About this event
Europe has experienced major waves of refugee immigration, which has led to over a million refugees and asylum seekers across EU countries to date. Children and adults have been equally affected and often placed in marginalised positions by their host communities who often failed to fully value their contributions. This event, which has been organised by the BAAL Multilingualism SIG and hosted by Newcastle University’s School of Education, Communication and Language Sciences, celebrates the linguistic and cultural contributions of refugees, both children and adults, in Europe. It will bring together researchers, practitioners and members of the public interested in current debates about refugee integration in Europe.
10:00 – Welcome by the BAAL Multilingualism SIG Committee
10:10 – Keynote: LADO in the UK: Does it work?. Dr Mohammed Ateek (Birkbeck, University of London)
10:40 – Teaching refugee children in Cyprus: Developing inclusive and multilingual practices. Dr Alexandra Georgiou (University of Nicosia)

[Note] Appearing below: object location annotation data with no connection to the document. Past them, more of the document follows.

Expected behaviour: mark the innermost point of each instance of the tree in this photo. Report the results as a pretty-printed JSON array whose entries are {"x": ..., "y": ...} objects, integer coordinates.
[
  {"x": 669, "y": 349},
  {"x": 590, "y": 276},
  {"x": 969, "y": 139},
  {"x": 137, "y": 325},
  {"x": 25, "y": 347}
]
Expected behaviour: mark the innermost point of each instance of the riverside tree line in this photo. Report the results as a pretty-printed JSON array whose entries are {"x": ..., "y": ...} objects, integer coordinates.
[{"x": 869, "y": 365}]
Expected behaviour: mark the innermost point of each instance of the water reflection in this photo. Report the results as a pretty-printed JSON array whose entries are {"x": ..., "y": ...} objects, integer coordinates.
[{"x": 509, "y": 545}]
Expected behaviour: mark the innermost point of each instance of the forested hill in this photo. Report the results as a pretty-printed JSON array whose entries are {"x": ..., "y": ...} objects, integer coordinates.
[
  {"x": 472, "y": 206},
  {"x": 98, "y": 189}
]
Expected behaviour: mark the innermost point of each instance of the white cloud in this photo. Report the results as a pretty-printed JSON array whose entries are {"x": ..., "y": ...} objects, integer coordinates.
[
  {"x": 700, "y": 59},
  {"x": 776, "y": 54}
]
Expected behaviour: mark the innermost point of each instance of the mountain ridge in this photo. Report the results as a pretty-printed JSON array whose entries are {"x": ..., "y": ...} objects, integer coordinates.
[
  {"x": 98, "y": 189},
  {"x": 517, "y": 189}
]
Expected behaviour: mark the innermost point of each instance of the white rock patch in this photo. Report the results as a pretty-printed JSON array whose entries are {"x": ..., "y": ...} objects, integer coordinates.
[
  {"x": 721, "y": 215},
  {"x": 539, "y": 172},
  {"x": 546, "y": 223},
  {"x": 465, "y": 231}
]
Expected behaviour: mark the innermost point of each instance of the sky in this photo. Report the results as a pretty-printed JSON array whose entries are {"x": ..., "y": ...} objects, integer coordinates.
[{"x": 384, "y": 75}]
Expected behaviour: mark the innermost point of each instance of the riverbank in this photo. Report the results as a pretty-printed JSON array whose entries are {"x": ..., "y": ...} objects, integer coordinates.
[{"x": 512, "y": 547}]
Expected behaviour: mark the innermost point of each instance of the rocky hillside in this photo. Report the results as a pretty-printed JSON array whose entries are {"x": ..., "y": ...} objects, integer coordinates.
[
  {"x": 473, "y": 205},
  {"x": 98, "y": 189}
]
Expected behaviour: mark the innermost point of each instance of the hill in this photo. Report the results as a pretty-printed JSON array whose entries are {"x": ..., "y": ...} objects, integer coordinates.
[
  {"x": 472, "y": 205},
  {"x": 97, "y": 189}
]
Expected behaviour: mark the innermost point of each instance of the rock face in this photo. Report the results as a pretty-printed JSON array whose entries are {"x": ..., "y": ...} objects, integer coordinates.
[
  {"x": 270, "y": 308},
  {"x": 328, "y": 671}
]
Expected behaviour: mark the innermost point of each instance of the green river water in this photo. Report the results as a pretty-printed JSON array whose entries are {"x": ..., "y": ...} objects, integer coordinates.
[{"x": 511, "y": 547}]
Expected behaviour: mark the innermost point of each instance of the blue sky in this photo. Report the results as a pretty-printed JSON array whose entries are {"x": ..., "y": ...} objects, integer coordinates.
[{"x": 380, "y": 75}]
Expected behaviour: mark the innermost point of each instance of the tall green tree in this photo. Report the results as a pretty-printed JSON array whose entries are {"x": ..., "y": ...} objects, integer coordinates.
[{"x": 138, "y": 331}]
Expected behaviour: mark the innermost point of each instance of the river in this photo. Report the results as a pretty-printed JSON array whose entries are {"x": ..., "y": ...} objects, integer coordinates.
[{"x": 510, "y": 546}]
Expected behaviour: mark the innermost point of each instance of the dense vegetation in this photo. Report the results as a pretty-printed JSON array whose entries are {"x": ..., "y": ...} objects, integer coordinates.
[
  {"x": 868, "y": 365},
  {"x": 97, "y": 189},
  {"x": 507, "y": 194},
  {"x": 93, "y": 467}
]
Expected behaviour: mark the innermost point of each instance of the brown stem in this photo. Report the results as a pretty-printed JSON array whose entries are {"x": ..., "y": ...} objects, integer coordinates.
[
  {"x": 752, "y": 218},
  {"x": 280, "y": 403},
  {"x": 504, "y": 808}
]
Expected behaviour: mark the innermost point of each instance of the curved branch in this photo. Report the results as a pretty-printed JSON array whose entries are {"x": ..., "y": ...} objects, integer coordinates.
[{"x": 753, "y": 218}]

Ms Rena Choplarou, Mr Giorgos Stogias (Ministry of Education, Culture, Youth and Sports, Republic of Cyprus)
11:00 – Break
11:10 – Success stories of highly-skilled refugees in Europe. Dr Sara Ganassin, Dr Alina Schartner (Newcastle University)& Dr Stefanie Schneider (The Open University)
11:30 – Q&A. Chair: Dr Judith Reynolds (Cardiff University)
11:50 – Closing remarks
Dr Mohammed Ateek is a Lecturer in Applied Linguistics and TESOL in the Department of Applied Linguistics and Communication at Birkbeck, University of London. Mohammed’s main areas of interest are theories and practice of TESOL, language and migration, and Language Analysis for Determination of Origin (LADO). He also researches the role of language in refugee/migrant education and how it facilitates social cohesion in hostile environments.
Dr Judith Reynolds is a Lecturer at the Centre for Language and Communication Research, Cardiff University, UK. Her research examines legal advice communication between immigration lawyers and refugee and asylum seeking clients in the UK, engaging with issues of intercultural communication, legal-lay communication, professional and institutional communication, and critical perspectives on multilingual interaction.
Dr Alexandra Georgiou is an Adjunct Lecturer at the Department of Education at the University of Nicosia. Her research focuses on inclusive education and multilingual teaching and learning drawing on sociocultural perspectives. She shows special interest on the ways in which researchers and practitioners create inclusive practices that allow refugee children’s voices to the forefront.
George Stogias studied at the University of Crete and University of Cyprus (Curriculum Studies). He has been working for three decades with children in diverse contexts (e.g. SOS Children’s Villages, Faneromeni Educational Priority Zone, Private and public schools, Summer Camps). He directed dozens of plays with children and adults. His work includes the novel Spring Semester (APOPIRA, 2013), the theatrical Excretions to kill (APOPIRA, 2015) and the collection of short stories The Last Wheel of the Carriage (MELANI, 2018).
Rena Choplarou holds a BA in Primary School Education, University of Crete; a BEd (Hons) from the Faculty of Education, University of Greenwich; a Master of Arts in Cultural Studies from the Institute of Education, a post Ad. Certificate in Theatre Education, from the Central School of Speech and Drama, London. An educator, teacher trainer and author of educational materials, she has been working in schools (public and private sector) and universities in London, Athens and Nicosia since 1996.
Dr Sara Ganassin is a Lecturer in Applied Linguistics and Communication at Newcastle University, UK. Sara teaches and researches in intercultural communication and sociolinguistics, with a particular interest for migrant and refugee communities and heritage language maintenance. Sara has also worked for seven years in the voluntary sector as project coordinator with refugee women and young people
Dr Alina Schartner teaches and researches intercultural communication at Newcastle University, UK. Her research interests focus on internationally mobile individuals and groups, including refugees and international students. She is especially interested in intercultural adjustment and adaptation.
Dr Stefanie Schneider is a Lecturer in Intercultural Communication at the Open University, UK. One of her main research interests lies in intercultural communication in the workplace, and she currently creates short courses in Intercultural Competence in a range of professional settings for the Open Centre for Languages and Cultures.